The long-running master data management program of Pacific Northwest National Laboratory comprises four main elements:
>> Data administration: Policies, processes, people, and tools (such as a data dictionary) help PNNL deliver authoritative, high-quality data resources, says CIO Jerry Johnson. This function defines the master data, eliminating redundant and nonauthoritative sources, and it ensures that data consumers know where to go for the "right" data for their applications and that they're authorized to have access.
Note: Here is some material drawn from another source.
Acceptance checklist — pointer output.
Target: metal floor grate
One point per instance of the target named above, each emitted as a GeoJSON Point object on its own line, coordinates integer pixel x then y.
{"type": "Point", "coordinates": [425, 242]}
>> Operational data store: PNNL established this source of reference data to avoid a performance hit on the main data store, provide a level of abstraction, and better manage access. For instance, information on employees is sourced in the agency's PeopleSoft HR system, but PNNL didn't want the time-reporting system dragging PeopleSoft to its knees each afternoon when 5,000 staffers recorded their daily time sheets, Johnson says. And the agency didn't want to have to update its time reporting system every time it did a PeopleSoft upgrade. Consequently, reference data like this is accessed by dependent transactions systems through an operational data store.
>> Data marts: PNNL established these sources of data for reporting to reduce the impact on transaction source systems and increase security, but also to improve response times and help with reporting.
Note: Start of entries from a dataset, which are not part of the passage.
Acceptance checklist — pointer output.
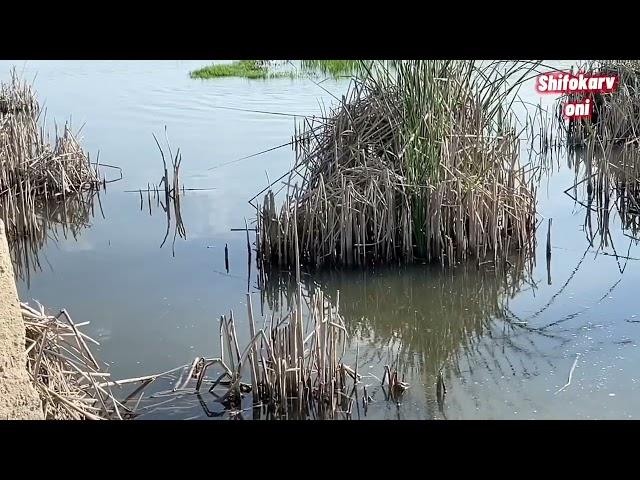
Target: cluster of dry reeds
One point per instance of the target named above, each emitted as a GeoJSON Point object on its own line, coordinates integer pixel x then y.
{"type": "Point", "coordinates": [418, 161]}
{"type": "Point", "coordinates": [33, 170]}
{"type": "Point", "coordinates": [292, 366]}
{"type": "Point", "coordinates": [64, 371]}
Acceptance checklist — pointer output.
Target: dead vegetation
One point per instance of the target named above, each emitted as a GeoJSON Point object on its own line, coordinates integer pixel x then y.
{"type": "Point", "coordinates": [418, 161]}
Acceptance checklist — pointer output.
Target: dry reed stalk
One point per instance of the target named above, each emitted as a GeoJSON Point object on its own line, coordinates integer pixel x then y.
{"type": "Point", "coordinates": [64, 373]}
>> Data warehouse: Contains transaction data from many systems. It supplies data to PNNL's operational data stores and data marts and is a single source for more detailed or ad hoc analyses of business data.
Quality And Consistency
Johnson says the main benefits of this architecture revolve around quality and consistency. PNNL doesn't need to do duplicative data entry, and the system is easy for developers to use; they simply write relational queries. It also enabled PNNL to deliver relatively painless application integration. "The operational data store allowed us to adopt a philosophy of implementing 'best in class' applications for each business function," he says. While this seemed like a win at the time, eventually PNNL ended up supporting more than 300 off-the-shelf and custom apps. That complexity has driven up maintenance costs.
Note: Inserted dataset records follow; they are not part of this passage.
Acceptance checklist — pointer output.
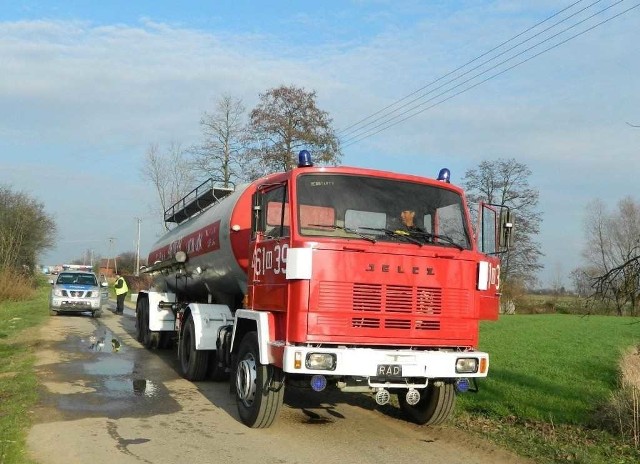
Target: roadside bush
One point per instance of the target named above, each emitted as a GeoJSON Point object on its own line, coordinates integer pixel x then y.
{"type": "Point", "coordinates": [15, 286]}
{"type": "Point", "coordinates": [621, 414]}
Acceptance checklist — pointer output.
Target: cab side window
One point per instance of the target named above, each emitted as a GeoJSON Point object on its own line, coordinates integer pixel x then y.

In addition, delays in populating operational data stores delays business processes. "We initially refreshed HR data into the operational data store nightly," says Johnson. "But that meant that a new employee was not visible to reliant systems until the next day, so they couldn't have a computer account provisioned or begin their online training on their report day. As you begin to shorten the refresh times more and more, the impact on the transaction systems, and the cost of intermediate processing through the data warehouse, begin to exceed the cost and impact of having reliant systems simply access the source transaction system."
Johnson suggests having Web services deliver reference data from source transaction systems to the systems that consume the data. Because IT controls these services, you can modulate their impact on the transaction system, manage security, and provide a level of abstraction that protects consumer systems from changes in source systems. PNNL focused on siloed business processes and applications, then glued them together through data management. "We're paying the price for that," Johnson says, "and are now working to understand, model, and optimize our core business processes and the data they need."